According to one of the UNHCR officials in charge at the time of the camps in Goma reported that the flood of refugees was “not really forced out by the winning side” (Kenyon Lischer: 79). The refugees took almost everything of value with them to Zaire such as window frames and door handles, but also he entire state treasury was brought. Rwandan public transport buses and gold Mercedes were seen driving around the camps.

There was major chaos and violence in the camps during the first few months of the refugee crisis. 50,000 refugees were killed by a cholera epidemic between July 1994 and October of that same year. The militants used that time of confusion to battle for control of the refugee population, because they wanted to form an army to overthrow the new RPF government in Rwanda. Men were seen marching around fully armed and dressed in uniforms and there were gang battles raging.

After this period of chaos, militant Hutu leaders demonstrated a high level of political and military organization by establishing complete control over the camps in Eastern Zaire. The Commission Sociale run by refugees restructured the Goma camps into quartiers (districts), sous-quartiers (sub-districts), cellules (neighborhoods), and nyumba kumi (groups of ten houses). Also the Bukavu-camps were structured in districts and sub-districts.
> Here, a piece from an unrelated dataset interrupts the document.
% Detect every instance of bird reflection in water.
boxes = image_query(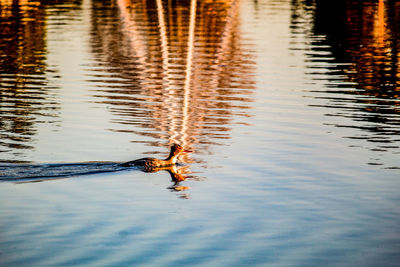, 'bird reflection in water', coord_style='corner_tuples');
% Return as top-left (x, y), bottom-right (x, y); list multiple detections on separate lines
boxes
(141, 165), (190, 198)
The camps were now geographically structured, and the refugees also started to organize themselves politically by forming a variety of groups.

By 1995 the military elements dominated the political organization of the camps, because the refugee crisis provided an excellent opportunity for the genocidaires to improve their military capability. Military camps were established and the militants also infiltrated in the ‘civilian’ camps and used those as bases from which they launched cross border attacks against Rwanda.

The refugee status of being in exile made it relatively easy for the refugees to stockpile weapons in and around the camps. It is confirmed by aid workers that weapons shipments destined for the Hutu military leaders regularly arrived at Goma Airport and it was also confirmed that weapon shipments were also often transported by the FAZ, which was the Zairian army.

The refugees did not want to leave Zaire until they had a new government in Rwanda, an international guarantee of safety, mass repatriation, and land tenure rights (Refugee International: 1). A refugee from Goma even affirmed at a UN/OAU-sponsored workshop in the region that the refugees were prepared to establish a government in exile rather than return to Rwanda.

Why did the Zairian government let it come this far? Because the origin of the Rwandan refugees as a defeated state in exile made the spread of civil war very likely and in order to prevent violence, Zaire needed to secure its borders and police the refugee camps. However, Zaire did neither and the Human Rights Watch even determined that “Zairian forces close to president Mobutu Sese Seko have played a pivotal role in facilitating the re-emergence as a powerful military force of those directly implemented in the Rwandan genocide” (Human Rights Watch: 5).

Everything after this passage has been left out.